Toronto shot 54% from the field and even though they limited Orlando to only 42% shooting, they won this game by just 5 pts. Orlandos frontline of Howard, Lewis, and Barnes had 50 pts betweem them on 16 of 28 shooting. Torontos frontline kept them in this game as they had 53 pts between Turk 17pts , Bosh 18 pts , and Bargnani 18pts. So yes the perimeter D worked but it was against the Magic bench.

The reserves shot Orlando out of the Raps game as the Magic starters were a combined 24 for 47. Redick was the biggest offender off the bench as he went 5 for 14. Toronto also had 10 offensive rebounds to Orlandos 2.

In the Phoenix game the Suns shot almost 48% and limited Orlando to 42% and again it was a close game decided by 3pts. The Suns frontline scored 45 pts ( Stoudamire 28 pts) to the Magics 57; but this time it was the backcourt of Nash and Richardson that outscored Jason Williams, Anthony Johnson, and Vince Carter 36 to 18.

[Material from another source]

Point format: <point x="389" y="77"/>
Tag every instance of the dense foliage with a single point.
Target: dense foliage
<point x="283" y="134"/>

I have no doubts we need to play better D against Orlando; but there is also no way in hell we will ever beat them if our starters plus sixth man combine to shoot 40% or less from the field. Even when Orlando shoots 42% from the field, the Suns had to shoot 48%; and in the Toronto game, the Raps had to shoot 54%. Orlando really is that good; and it will take an outsanding game on both ends of the floor to make up for these 25 to 30pt thrashings they are handing us.

The harder fouls. Yes. The effort and toughness to make Howard work for what he gets is something I want to see. If you play Howard soft, it's tough to beat them no matter what scheme you have. That's what I'm saying. I'm sick of watching a guy get hot and have his way with this team with the team doing nothing to stop him. It don't take a 7'2 center to give a player a hard foul. If you play Howard one on one and still play him soft he will still kill you. Yes, it's Woody's fault too for not playing the big slob more. That was the purpose of signing him in the first place I thought. But Orlando is going to beat this team until they start showing toughness.